Es war einmal an einem trüben Morgen – er hatte wieder einmal von antiken Büchern und herrlichen Bibliotheken geträumt, von den Stiftsbibliotheken in St. Gallen und Einsiedeln - , wie aus dem Nichts heraus überkam ihm der Gedanke, der ihn seltsam belebte: einige seiner Bücher verschwinden zu lassen, zuvorderst die hässlichsten, die mit den Fett- und anderen Schmutzflecken, die mit den Eselsohren und andern Beschädigungen, von seinen Hunden angeknabberten, auch die mit fehlenden Seiten, einige dieser platzraubenden, unvollständigen Druckwerke zu entsorgen und damit sich nicht nur von einer Last zu befreien, sondern auch die Arbeit seiner Nachkommen, seiner Erben zu erleichtern.

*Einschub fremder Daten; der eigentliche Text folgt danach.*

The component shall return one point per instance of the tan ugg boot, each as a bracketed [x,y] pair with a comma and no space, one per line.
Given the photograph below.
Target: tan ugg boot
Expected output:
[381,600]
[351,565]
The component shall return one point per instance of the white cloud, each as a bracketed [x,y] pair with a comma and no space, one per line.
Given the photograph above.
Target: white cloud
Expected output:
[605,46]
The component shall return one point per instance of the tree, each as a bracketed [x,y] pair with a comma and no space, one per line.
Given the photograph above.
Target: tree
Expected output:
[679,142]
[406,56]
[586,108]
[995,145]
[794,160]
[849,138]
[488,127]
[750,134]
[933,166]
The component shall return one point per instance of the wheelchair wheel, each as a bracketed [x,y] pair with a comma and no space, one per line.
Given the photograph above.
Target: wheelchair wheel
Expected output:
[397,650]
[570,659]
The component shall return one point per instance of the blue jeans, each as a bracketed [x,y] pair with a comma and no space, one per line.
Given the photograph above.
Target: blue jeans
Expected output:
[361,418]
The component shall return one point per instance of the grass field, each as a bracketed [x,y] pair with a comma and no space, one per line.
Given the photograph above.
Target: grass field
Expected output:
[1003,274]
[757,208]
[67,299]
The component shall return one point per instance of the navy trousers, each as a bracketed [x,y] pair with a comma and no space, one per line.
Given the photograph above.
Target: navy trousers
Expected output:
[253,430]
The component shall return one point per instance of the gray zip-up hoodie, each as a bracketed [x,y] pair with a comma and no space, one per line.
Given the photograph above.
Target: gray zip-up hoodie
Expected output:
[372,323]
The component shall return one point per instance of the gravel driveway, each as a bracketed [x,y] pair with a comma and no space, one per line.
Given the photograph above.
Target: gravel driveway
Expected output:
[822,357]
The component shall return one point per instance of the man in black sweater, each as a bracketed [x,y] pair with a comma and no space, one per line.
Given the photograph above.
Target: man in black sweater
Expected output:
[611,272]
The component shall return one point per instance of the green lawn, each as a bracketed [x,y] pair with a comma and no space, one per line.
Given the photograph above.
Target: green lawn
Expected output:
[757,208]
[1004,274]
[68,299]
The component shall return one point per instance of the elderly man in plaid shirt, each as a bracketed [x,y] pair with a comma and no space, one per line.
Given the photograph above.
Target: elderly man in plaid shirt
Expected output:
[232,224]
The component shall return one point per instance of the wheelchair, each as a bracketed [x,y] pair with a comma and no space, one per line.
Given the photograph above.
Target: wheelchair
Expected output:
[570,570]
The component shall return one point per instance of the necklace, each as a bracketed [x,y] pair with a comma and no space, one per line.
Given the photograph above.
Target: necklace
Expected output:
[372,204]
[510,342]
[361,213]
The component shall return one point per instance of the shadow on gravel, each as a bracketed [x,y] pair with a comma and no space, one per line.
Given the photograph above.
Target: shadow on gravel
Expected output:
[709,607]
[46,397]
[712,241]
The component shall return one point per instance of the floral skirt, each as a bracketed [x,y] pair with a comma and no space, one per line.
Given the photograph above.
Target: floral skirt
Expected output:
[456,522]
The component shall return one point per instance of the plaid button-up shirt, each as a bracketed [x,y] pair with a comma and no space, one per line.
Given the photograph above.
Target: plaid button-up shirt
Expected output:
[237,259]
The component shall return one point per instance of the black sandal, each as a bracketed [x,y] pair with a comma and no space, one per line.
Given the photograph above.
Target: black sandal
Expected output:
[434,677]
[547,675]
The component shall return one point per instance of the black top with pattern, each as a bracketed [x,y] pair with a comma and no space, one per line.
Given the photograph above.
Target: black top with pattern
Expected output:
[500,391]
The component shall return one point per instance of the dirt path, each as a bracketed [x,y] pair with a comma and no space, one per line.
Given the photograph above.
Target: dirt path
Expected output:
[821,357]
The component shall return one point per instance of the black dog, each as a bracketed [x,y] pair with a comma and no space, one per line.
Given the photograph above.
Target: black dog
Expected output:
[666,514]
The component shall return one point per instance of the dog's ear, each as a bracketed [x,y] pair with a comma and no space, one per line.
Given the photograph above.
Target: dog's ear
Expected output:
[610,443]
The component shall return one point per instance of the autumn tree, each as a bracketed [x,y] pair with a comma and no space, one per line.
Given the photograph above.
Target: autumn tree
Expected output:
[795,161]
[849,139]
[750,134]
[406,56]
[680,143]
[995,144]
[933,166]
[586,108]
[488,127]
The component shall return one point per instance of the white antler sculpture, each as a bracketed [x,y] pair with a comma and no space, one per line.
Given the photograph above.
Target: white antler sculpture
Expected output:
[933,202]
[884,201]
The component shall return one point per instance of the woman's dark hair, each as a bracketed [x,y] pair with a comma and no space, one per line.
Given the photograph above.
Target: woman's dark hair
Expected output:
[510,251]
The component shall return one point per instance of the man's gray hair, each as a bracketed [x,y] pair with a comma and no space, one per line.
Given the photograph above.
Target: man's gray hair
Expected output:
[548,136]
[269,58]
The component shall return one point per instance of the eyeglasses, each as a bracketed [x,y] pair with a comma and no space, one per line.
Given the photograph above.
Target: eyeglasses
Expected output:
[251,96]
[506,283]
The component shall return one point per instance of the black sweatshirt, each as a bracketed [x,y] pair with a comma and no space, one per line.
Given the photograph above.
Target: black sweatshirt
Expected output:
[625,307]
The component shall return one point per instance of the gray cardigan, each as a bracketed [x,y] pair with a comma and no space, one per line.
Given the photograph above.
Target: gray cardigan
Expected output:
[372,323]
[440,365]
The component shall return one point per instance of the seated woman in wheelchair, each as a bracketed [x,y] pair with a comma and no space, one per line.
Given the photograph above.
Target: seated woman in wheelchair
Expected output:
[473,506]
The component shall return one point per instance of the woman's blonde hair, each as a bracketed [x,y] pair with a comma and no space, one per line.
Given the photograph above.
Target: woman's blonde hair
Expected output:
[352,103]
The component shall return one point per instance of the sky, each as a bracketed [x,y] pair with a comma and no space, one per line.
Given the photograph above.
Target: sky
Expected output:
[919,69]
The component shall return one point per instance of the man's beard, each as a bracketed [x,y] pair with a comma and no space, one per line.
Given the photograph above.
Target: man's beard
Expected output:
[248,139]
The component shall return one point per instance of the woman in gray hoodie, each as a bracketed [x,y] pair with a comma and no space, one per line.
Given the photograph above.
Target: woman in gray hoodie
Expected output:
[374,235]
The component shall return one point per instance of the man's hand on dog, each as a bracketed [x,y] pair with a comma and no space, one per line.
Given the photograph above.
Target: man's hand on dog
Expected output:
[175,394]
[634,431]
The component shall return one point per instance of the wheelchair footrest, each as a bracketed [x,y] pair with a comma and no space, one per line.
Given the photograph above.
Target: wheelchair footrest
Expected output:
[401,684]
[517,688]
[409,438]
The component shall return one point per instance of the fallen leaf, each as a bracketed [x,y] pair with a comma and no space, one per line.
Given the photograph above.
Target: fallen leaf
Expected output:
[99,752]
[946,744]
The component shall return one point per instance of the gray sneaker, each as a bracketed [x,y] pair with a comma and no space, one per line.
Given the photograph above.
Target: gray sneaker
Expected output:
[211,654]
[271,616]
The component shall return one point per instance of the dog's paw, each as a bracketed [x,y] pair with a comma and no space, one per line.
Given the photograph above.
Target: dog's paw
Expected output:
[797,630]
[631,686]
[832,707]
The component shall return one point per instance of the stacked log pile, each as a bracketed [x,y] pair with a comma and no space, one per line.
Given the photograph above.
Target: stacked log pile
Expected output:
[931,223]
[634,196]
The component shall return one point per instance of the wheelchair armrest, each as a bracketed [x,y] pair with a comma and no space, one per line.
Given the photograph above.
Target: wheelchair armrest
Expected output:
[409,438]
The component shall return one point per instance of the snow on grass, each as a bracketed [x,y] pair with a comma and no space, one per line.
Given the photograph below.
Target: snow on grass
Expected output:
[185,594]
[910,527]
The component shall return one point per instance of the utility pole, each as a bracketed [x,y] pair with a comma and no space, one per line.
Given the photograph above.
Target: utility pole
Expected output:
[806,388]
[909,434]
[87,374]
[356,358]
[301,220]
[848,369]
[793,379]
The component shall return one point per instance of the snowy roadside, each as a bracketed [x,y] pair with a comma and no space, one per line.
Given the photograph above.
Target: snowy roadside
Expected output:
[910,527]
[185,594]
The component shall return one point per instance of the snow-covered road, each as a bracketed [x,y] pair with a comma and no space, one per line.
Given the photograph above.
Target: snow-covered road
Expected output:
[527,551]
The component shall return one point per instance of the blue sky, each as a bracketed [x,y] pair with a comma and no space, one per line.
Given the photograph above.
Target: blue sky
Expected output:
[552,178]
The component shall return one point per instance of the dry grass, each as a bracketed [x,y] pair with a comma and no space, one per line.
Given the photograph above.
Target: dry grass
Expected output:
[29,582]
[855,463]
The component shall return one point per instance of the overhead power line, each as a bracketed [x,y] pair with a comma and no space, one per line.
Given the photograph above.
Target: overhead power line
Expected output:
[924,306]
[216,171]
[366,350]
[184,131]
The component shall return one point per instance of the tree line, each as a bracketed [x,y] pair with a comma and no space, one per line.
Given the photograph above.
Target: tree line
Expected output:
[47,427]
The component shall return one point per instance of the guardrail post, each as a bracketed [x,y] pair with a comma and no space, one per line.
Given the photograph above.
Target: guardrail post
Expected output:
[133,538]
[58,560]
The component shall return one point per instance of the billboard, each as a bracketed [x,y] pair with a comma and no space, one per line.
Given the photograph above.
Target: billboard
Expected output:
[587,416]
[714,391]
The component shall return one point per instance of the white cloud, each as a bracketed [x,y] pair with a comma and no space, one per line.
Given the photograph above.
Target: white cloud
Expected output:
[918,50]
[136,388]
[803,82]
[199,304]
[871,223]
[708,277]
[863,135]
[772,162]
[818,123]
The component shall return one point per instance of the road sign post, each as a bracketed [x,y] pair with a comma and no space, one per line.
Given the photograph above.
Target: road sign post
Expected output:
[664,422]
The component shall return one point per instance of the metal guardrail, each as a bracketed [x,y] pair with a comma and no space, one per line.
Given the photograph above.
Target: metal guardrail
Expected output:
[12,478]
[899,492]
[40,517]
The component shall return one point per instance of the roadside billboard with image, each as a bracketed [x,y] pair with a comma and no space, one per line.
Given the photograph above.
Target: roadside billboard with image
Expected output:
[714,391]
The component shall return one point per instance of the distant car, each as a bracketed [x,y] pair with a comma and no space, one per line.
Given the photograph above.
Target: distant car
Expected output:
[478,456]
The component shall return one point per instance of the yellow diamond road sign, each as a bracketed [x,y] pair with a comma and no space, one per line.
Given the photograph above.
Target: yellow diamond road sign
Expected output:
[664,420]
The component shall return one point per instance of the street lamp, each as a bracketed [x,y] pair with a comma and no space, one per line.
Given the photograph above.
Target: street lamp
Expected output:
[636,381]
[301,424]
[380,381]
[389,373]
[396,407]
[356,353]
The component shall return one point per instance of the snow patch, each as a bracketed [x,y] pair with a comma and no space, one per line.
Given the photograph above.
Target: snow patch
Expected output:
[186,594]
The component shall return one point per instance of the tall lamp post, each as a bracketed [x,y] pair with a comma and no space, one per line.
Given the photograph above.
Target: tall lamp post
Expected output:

Noch am selben Tag – seine Frau zu Besuch bei einer Freundin, die keine eigene Bibliothek besass und ihren Lesestoff lieber aus allerhand Zeitschriften bezog - liess er einige für ihn schon längst gänzlich unbedeutend gewordene Bücher verschwinden, zuvorderst den letzten Grossen Brockhaus, dann einige lädierte Bände von Karl May, ein nicht mehr aktuelles gewichtiges, reich bebildertes Doktorbuch, einige Bücher über Freikörperkultur mit vergilbten Fotos von germanischen Schönheiten - geerbt von seinen Eltern - , seit Jahrzehnten auf wechselnden Tablaren in Ruhe gelassen, schiere Schaustücke, Lückenfüller und vor allem elende Staubfänger, ohne jedes praktische oder sentimentale Gewicht, ohne jede lebensdienliche Bedeutung.

Niemand bemerkte zunächst etwa von diesen Vor- und Abgängen, weder seine Söhne, die ab und zu, aber immer seltener, zu Besuch kamen, noch Klara, seine besorgte Gattin. Sie schien weiterhin bloss die für sie ewig gleiche, farbenfrohe, unordentliche Bücherwand zu sehen und ahnte, ohne eigens hinzublicken, wie immer den lästigen Staub auf und vor allem hinter all diesen Druckwerken, befürchtete vertrocknete Insekten, Gruseliges, aber vor allem und immer wieder den Staub, der sich wie Asche ausnahm. Wie Asche, dachte sie, grau und so weich und glänzend.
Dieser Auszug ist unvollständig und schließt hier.